THE ASHES, 2023
High-flying Khawaja wary of England challenge
by Staff • Last updated on Mon, May 15, 2023
Usman Khawaja is in a happy space these days. From coming up as a prodigy in his younger days to finding himself in and out of the side, to now being one of Australia’s mainstays in the longest format, Khawaja has seen it all. Since January 2022, no Test batter has scored more runs than the elegant left-hander (1608) and among the top ten run-getters in this period, Khawaja’s average (69.90) is the best of the lot.
With the World Test championship final and the Ashes both around the corner, Khawaja is well aware that these are six red-ball games in England that will be a huge examination of his skills. Ahead of the pre-tour camp in Brisbane, Khawaja spoke at length about his evolution as a batter and the inevitable challenges in England.
“I feel like I’m a better player than I was 10 years ago,” opines Khawaja. “I have more experience than I did back then. But there’s no guarantees, Anderson, Broad, they’re unbelievable bowlers, they’re tough work at the start.”
“I guess the other side is, that’s what makes it so awesome when you do score runs and you contribute to a winning team, which hopefully I’ll do, and others will do over there, when you do it against guys like Broad and Anderson in England, it’s just that much more satisfying.”
For someone who made his Test debut way back in 2011, it is puzzling that Khawaja has played just the 60 Tests in his career. For the record, Australia have featured in 124 games since his debut in 2011. The 36-year-old felt that the selectors in Australia had been volatile in their plans.

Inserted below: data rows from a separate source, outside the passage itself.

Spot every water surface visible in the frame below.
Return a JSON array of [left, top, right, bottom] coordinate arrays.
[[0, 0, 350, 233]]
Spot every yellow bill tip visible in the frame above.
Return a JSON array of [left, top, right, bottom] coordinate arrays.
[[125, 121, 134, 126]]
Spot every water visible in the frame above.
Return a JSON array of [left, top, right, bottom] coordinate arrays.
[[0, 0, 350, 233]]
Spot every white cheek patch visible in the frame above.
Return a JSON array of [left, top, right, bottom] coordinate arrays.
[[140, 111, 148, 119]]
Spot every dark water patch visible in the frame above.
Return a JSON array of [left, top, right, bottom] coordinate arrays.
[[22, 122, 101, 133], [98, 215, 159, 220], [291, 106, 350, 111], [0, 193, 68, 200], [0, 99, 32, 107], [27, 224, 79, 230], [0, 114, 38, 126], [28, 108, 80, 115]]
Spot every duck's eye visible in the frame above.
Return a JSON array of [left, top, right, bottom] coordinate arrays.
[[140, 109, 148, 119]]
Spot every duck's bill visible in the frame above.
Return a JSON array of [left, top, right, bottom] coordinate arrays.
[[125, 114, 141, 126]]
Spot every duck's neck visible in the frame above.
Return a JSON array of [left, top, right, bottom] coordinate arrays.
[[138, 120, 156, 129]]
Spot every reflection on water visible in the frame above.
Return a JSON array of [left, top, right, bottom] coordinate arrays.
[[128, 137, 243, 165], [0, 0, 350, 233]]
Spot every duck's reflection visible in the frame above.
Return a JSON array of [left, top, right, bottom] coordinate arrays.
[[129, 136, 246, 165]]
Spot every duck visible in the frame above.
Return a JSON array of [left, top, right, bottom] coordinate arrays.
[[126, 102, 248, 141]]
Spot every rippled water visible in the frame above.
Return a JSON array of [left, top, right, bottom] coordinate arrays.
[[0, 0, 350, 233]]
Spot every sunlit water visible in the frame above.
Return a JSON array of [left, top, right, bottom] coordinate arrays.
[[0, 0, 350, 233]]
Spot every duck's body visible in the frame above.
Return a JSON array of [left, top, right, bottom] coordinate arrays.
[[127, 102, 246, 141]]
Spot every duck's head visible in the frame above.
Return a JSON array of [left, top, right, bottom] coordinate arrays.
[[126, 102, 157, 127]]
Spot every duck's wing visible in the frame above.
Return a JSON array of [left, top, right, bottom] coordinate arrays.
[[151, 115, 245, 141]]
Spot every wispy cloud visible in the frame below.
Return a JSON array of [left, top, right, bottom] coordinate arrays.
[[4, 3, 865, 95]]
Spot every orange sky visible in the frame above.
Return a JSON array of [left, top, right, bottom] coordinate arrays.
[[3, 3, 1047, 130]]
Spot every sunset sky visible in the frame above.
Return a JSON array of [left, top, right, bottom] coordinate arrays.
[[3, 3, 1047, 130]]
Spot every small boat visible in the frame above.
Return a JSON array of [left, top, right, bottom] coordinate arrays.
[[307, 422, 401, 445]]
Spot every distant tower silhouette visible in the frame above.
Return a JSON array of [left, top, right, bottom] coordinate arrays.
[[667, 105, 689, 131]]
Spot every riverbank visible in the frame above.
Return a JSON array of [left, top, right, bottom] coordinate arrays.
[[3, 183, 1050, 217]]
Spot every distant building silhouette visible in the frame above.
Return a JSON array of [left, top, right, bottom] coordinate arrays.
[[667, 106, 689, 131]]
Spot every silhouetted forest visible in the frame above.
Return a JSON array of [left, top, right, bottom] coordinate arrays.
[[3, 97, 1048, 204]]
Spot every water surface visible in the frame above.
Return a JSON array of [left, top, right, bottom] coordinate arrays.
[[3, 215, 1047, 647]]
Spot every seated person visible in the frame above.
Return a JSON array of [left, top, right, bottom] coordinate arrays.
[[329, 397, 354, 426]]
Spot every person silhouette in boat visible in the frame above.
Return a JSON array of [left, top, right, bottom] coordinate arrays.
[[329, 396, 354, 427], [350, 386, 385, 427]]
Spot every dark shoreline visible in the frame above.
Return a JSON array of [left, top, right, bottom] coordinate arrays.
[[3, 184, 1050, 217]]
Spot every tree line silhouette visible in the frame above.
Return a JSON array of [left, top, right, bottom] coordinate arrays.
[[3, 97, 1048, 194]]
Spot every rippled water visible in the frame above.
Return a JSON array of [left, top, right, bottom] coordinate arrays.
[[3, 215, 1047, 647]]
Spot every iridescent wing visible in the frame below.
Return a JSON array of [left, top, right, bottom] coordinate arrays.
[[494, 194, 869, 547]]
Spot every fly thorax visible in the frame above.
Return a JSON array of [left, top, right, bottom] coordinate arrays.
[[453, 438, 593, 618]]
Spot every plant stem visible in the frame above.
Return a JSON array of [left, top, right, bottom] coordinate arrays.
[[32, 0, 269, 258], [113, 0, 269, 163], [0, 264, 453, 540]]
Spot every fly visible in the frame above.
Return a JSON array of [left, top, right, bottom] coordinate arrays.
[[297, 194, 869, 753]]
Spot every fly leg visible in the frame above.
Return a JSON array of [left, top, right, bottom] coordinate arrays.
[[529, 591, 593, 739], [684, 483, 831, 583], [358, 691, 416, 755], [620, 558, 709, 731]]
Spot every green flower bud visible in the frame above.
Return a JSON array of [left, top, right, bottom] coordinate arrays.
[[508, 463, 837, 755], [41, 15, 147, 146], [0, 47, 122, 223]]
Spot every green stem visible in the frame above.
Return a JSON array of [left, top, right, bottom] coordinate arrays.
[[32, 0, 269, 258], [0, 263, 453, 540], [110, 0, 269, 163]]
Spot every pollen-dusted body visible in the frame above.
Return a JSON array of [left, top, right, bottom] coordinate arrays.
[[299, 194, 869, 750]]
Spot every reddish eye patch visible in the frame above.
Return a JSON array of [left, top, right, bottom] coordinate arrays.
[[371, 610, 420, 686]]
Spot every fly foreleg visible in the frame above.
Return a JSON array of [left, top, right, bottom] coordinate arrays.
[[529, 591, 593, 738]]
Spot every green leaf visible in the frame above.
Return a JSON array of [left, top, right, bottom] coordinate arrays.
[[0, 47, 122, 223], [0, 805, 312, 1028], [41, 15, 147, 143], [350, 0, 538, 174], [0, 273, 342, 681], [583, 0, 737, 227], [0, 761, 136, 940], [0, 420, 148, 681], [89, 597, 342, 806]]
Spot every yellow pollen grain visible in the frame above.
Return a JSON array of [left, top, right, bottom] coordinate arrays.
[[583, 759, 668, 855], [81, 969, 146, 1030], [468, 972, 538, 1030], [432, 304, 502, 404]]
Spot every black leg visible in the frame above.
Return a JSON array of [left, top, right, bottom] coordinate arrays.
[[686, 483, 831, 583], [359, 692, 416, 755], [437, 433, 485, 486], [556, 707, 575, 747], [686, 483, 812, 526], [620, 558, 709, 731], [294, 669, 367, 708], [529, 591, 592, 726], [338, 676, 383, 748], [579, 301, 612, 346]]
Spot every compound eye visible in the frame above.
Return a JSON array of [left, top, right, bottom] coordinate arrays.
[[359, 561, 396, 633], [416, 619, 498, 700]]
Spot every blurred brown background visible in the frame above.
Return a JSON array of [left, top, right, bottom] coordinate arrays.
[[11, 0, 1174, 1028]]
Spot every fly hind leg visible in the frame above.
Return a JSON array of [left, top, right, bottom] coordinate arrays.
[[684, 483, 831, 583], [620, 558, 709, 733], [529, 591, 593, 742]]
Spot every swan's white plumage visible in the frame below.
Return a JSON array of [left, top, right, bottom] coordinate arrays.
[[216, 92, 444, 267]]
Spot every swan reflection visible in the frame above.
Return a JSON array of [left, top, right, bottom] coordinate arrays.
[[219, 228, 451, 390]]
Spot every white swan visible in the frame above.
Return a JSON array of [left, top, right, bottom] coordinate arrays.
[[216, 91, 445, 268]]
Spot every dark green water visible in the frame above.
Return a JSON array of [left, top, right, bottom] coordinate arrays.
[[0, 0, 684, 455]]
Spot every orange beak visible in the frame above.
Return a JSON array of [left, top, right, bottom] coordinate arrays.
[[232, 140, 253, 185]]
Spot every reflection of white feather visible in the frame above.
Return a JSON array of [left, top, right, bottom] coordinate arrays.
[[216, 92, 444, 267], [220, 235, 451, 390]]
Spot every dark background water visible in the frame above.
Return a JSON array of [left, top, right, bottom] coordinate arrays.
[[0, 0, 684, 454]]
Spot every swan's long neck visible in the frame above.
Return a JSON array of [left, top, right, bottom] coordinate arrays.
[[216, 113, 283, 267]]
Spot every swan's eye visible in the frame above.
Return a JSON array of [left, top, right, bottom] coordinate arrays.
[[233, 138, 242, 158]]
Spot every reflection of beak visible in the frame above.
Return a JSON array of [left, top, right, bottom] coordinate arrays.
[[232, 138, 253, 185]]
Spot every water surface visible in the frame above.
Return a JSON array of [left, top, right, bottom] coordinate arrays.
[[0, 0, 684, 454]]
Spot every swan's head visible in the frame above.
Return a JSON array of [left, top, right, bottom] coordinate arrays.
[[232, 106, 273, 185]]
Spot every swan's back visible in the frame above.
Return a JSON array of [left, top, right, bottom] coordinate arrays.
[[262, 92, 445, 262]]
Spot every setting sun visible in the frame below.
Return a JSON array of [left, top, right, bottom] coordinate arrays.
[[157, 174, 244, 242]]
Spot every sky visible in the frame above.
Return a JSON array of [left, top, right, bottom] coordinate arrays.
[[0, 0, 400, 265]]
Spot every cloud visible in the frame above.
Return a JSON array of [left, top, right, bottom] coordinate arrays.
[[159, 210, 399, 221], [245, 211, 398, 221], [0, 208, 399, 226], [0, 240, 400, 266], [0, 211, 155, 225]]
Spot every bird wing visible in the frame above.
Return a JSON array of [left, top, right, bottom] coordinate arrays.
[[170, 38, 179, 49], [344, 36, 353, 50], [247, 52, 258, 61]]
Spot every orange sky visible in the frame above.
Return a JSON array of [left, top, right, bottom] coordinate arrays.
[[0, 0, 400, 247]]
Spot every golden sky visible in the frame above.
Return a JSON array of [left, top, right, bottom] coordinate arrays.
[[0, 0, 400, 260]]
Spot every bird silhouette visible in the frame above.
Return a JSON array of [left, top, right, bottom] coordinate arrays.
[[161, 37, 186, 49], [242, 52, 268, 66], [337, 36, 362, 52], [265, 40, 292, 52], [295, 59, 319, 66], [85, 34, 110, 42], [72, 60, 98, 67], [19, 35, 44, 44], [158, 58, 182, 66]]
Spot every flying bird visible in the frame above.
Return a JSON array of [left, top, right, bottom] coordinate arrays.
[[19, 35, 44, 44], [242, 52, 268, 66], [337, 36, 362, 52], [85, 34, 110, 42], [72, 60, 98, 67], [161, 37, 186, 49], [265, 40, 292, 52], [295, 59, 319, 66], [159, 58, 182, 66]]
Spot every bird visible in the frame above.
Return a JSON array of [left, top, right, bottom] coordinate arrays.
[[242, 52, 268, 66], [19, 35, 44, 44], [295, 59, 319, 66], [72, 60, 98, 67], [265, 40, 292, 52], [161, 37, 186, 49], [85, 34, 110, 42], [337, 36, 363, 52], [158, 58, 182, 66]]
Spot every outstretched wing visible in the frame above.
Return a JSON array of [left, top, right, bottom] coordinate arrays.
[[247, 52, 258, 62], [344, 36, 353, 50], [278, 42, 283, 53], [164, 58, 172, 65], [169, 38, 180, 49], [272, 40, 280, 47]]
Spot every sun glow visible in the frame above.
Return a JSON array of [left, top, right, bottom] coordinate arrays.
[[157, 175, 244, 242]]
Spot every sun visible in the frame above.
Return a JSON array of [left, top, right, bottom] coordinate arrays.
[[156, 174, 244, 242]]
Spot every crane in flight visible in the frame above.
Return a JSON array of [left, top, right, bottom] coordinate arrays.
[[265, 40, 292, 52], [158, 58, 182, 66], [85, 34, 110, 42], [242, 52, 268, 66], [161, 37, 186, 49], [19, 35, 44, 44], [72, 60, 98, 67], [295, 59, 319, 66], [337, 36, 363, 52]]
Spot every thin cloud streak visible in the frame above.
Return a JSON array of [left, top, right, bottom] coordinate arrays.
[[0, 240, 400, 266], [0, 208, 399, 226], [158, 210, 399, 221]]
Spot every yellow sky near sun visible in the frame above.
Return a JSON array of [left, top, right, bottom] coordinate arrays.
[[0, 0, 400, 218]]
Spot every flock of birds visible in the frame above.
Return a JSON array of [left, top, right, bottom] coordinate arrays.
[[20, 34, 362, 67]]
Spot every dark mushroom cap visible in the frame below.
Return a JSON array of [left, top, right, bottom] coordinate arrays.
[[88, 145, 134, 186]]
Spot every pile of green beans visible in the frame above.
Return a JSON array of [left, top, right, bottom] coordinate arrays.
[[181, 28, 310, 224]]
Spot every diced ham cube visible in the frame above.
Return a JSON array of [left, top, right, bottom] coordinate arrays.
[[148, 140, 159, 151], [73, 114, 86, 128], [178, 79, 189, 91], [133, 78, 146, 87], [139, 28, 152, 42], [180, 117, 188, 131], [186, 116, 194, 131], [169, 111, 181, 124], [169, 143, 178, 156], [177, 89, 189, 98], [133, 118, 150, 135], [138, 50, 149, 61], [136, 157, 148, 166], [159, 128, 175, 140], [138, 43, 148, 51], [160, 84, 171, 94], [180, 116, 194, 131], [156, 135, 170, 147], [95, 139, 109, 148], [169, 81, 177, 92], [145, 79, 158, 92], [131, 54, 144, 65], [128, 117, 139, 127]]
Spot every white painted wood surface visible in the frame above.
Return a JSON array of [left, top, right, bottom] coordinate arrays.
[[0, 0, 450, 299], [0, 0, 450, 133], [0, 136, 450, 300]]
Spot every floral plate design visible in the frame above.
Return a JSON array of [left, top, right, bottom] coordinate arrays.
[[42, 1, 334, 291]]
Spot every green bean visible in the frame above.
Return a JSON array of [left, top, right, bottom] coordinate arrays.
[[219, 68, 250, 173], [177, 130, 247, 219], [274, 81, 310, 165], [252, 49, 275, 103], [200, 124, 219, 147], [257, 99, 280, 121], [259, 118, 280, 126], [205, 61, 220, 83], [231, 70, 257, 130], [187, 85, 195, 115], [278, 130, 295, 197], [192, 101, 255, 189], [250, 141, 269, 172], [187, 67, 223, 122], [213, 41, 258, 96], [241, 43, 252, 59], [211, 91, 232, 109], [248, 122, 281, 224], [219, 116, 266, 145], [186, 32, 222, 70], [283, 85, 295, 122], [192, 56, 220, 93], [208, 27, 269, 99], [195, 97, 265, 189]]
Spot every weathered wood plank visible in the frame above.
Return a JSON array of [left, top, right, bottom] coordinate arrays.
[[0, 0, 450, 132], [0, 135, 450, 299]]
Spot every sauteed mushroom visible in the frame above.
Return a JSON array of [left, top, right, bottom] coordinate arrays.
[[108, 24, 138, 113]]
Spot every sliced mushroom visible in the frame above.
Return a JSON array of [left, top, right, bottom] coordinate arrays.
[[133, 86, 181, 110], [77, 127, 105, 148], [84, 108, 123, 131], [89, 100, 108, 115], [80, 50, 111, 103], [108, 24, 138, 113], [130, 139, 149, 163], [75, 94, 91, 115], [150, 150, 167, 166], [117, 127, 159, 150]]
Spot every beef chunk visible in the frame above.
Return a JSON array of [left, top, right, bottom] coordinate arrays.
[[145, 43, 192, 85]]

“Over the last 10 years, I think they’ve een very reactive, and the media itself is also reactive. As a cricketer, you’re going to fail one, two or three games, that’s very normal, and then you score runs, and then you’ll fail, and then your score runs. It’s just a cycle of cricket.
“So I’ve always been big on just picking your best players and sticking with them, because they’ll score you the most runs consistently, and I think over the years with selection for Australian cricket, we have chased our tail a little bit, trying to pick players ‘in form’. But form is 100 per cent temporary, class is not.
“I think the new selectors (George Bailey and Tony Dodemaide), and with Andrew McDonald at the top, they’ve both experienced that too, and they understand that part of the game, hence why there’s a lot more stability, and selecting and picking players and sticking with them, and I’m all for it. I love it.”
England has been a thorn in the flesh for Australian batters over the past decade. Apart from Steve Smith (65.08), Chris Rogers (49.82) and Marnus Labuschagne (50.42), none of the Australian batters have averaged 40 or above during their trips. Khawaja’s numbers are extremely underwhelming – he averages a paltry 19.66 from 12 innings in England – and this is a record he’ll be keen to correct. Particularly given his exploits overseas in recent times.
“England is, in my opinion, the toughest place in the world to bat for a top three batsman, plain and simple. New ball is tough work, but then you get some conditions, and it’s a bit of luck involved in it, too; sometimes you get the other team out, then suddenly the clouds roll over, other times you’re out there and it’s nice and sunny.”
“If I’ve learned anything, it’s work hard, train hard, and, if you’re going to England, go with low expectations, and then just work on every game one at a time, because you are going to fail as a batsman. But when you do score, you try to cash in as much as you can.